Even though Kentucky was 8-4 with Stephen Johnson at quarterback heading into today, some fans were still clamoring for Drew Barker. Not anymore.
Johnson started the game 7-9, but for some reason, the coaching staff pulled him out and put Barker in to start the second quarter. It did not go well. Over two series, Barker was 1-2 for 5 yards. After undergoing back surgery last year, Barker’s reentry to live game action was rough; he was sacked twice for a loss of 15 yards. Mercifully, the staff put Johnson back in to close the half, and he responded, swiftly leading Kentucky down the field for a touchdown. Here are his stats in the first half compared to Drew’s:
|Stephen Johnson||12-18||140 yards||1 TD||0 INT|
|Drew Barker||1-2||5 yards||0 TD||0 INT|
In a surreal first half, the decision to go to Drew was the most bizarre of all; why bring him in when Johnson was doing just fine? Sure, the offense wasn’t clicking on all cylinders, but that’s in part due to Benny Snell going to the locker room with bruised ribs and the offensive line’s continued struggles. With the line performing so poorly, why mix things up even more and take out Johnson, a proven scrambler?

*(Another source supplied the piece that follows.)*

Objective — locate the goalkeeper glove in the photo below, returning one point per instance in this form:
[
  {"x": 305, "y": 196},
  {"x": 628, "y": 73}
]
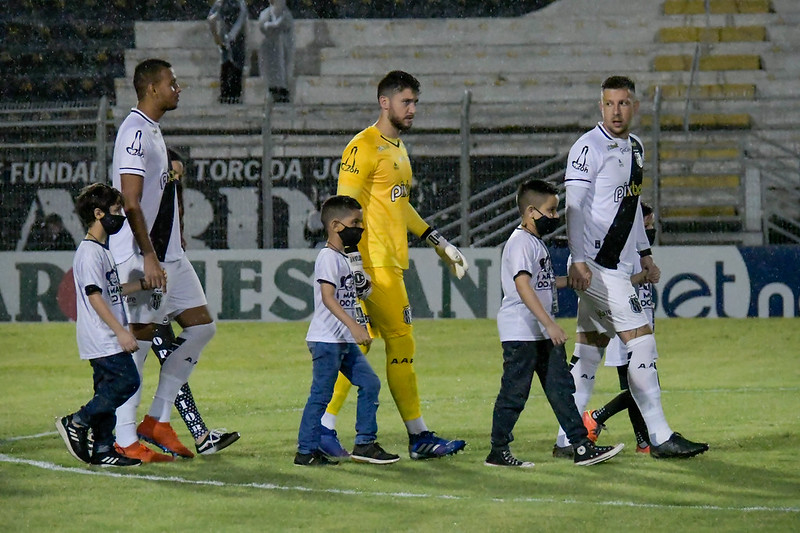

“We said that we were going to play [Drew] in the third series, no matter what,” Stoops said, explaining that the staff needed to see how Barker would react in a live situation. “We have to. We did the same thing last year when Stephen was the backup because you’re one play away from playing. And sure enough, Stephen was playing. We had to get Drew back out there and get his confidence up and get him playing and get him some snaps and see what he can do.”
But why do that in the second quarter when your team is losing? With fans grumbling for Barker after Southern Miss, the coaching staff needlessly fueled the quarterback controversy by putting him in so early. The only good thing to come out of it was that Drew performed so poorly and Johnson so ably that no one can suggest that Drew get the nod over Stephen ever again.
Case in point: on Johnson’s first drive back in, he didn’t flinch, covering 75 yards in 58 seconds for seven points. His throw to CJ Conrad down the middle was beautiful:
And how about his 21-yard touchdown run in the fourth quarter?
Johnson finished 15-22 for 224 yards, one touchdown passing, and one rushing. He even looked good throwing long, connecting with Blake Bone for 43 yards on Kentucky’s first drive in the second half. Stoops credited the much-maligned offensive line for giving Johnson enough time to make a big play.
“It was really nice to see us — our issues in the first half on some plays was protection,” Stoops said. “Once our protection got better, you saw that in the second half, I believe it was the first possession of the second half, the double move, the long pass down the boundary, and he connected with Blake [Bone]. That was a really nice pass, but it starts with protection.”
When asked, Stoops agreed that the team rallied around Stephen in the second half, but again stressed that the offense’s improvement was due in part to a better effort from the line.
“I think they respond to him but I think it comes down to everyone doing their job too and getting some time and some protection and not getting bad snaps and things like that. Just all playing together.”
Today’s win was ugly, but if anything, it proved that Stephen Johnson is this team’s quarterback, and that’s a good thing.